Cet argument, souvent invoqué par l’administration pour rejeter d’un seul trait plusieurs demandes de permis de construire, est éminemment préjudiciable aux opérateurs éoliens.  Il ne leur permet pas de déterminer, en cas de refus global du projet, si les motifs de la décision (bien souvent sécurité publique ou atteinte au paysage) concernent chacune des éoliennes du parc ou seulement certaines d’entre elles.

Jusqu’à présent, ce  flou privait l’opérateur de la possibilité de proposer de réduire son projet ou d’en modifier l’implantation. En outre, en cas de recours déposé contre le refus de permis de construire, le juge administratif n’était pas à même d’apprécier la motivation de la décision préfectorale.
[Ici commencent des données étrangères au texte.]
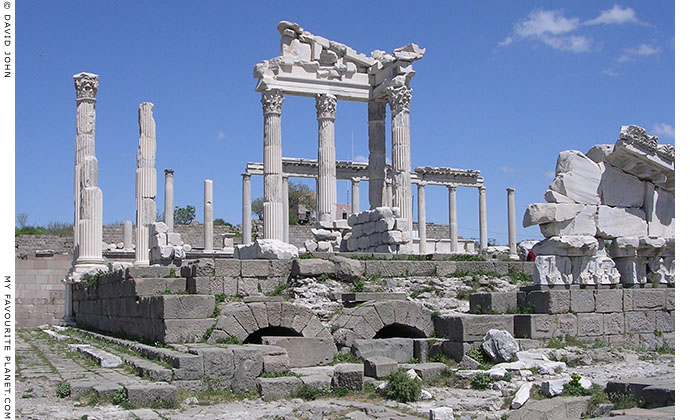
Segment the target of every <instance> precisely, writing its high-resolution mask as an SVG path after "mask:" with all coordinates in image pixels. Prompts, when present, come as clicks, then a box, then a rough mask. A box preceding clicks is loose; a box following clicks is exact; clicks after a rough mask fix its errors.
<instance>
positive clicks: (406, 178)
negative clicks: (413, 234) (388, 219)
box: [388, 85, 412, 238]
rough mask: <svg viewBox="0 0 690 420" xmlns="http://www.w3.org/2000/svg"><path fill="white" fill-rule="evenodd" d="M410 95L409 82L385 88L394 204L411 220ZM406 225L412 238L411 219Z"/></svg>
mask: <svg viewBox="0 0 690 420" xmlns="http://www.w3.org/2000/svg"><path fill="white" fill-rule="evenodd" d="M410 99H412V89H410V88H409V87H408V86H405V85H402V86H398V87H393V86H391V87H389V88H388V103H389V105H390V107H391V133H392V134H391V138H392V148H391V154H392V159H391V168H392V180H393V191H392V192H393V207H400V216H401V217H403V218H405V219H407V220H409V221H412V182H411V176H412V175H411V173H410V171H411V169H412V167H411V160H410ZM409 228H410V230H409V233H410V238H412V223H409Z"/></svg>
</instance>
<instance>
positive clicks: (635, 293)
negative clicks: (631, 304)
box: [632, 289, 666, 311]
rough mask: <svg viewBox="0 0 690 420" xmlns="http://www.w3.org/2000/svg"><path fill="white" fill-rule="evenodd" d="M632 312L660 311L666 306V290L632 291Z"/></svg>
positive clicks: (658, 289) (647, 289)
mask: <svg viewBox="0 0 690 420" xmlns="http://www.w3.org/2000/svg"><path fill="white" fill-rule="evenodd" d="M632 292H633V310H635V311H644V310H649V309H662V308H663V307H664V306H665V305H666V289H632Z"/></svg>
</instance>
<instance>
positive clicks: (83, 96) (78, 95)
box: [72, 72, 98, 101]
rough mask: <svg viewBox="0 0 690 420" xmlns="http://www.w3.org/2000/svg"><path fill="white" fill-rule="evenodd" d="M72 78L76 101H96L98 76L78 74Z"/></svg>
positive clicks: (97, 86) (84, 74) (90, 74)
mask: <svg viewBox="0 0 690 420" xmlns="http://www.w3.org/2000/svg"><path fill="white" fill-rule="evenodd" d="M72 77H73V78H74V88H75V89H76V90H77V101H81V100H93V101H95V100H96V92H98V75H97V74H93V73H84V72H82V73H78V74H75V75H74V76H72Z"/></svg>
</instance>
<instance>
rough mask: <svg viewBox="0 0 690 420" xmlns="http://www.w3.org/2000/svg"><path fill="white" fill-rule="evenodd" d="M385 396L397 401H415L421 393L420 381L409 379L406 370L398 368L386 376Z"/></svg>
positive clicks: (421, 387) (415, 400)
mask: <svg viewBox="0 0 690 420" xmlns="http://www.w3.org/2000/svg"><path fill="white" fill-rule="evenodd" d="M385 394H386V398H388V399H391V400H396V401H398V402H403V403H406V402H410V401H417V400H418V399H419V397H421V395H422V381H421V380H419V379H410V377H409V376H407V372H405V371H404V370H402V369H398V370H396V371H395V372H393V373H392V374H391V375H390V376H389V377H388V388H387V389H386V393H385Z"/></svg>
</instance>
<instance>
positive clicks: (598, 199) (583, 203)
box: [549, 150, 601, 204]
mask: <svg viewBox="0 0 690 420" xmlns="http://www.w3.org/2000/svg"><path fill="white" fill-rule="evenodd" d="M600 182H601V168H599V165H597V164H596V163H595V162H593V161H592V160H591V159H589V158H588V157H587V156H585V155H584V153H582V152H580V151H577V150H565V151H563V152H561V153H560V154H559V155H558V161H557V162H556V179H554V180H553V182H552V183H551V185H549V189H550V190H552V191H555V192H557V193H559V194H562V195H564V196H566V197H568V198H570V199H572V200H573V201H575V202H576V203H580V204H601V199H600V198H599V194H598V192H597V190H598V188H599V183H600Z"/></svg>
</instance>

Tout au contraire, faisant droit à l’argumentation développée par le cabinet, la Cour administrative d’appel de Nancy vient de juger qu’une éolienne constitue « un élément de construction fonctionnel autonome et par conséquent divisible du reste du projet présenté dans le cadre de la demande de permis de construire »

De sorte que « la fin de non recevoir opposée par le ministre tirée de l’indivisibilité du refus de permis de construire litigieux doit être écartée »  (CAA Nancy, SNC MSE Le Haut des Epinettes, 12 juin 2014, req. n° 13NC01422).

Cet arrêt mérite d’être salué car, à notre connaissance, c’est le premier qui reconnaît clairement la divisibilité des demandes de permis de construire un parc éolien.

2. La portée pratique de l’arrêt de la Cour administrative d’appel de Nancy du 12 juin 2014 pour les opérateurs éoliens

La portée de l’arrêt rendu par la Cour administrative d’appel de Nancy arrêt le 12 juin 2014 semble très pratique.

En effet, les opérateurs se croyaient jusqu’à présent bien souvent démunis en cas de refus global de permis de construire opposé par le Préfet avec une motivation succincte ou même insuffisante.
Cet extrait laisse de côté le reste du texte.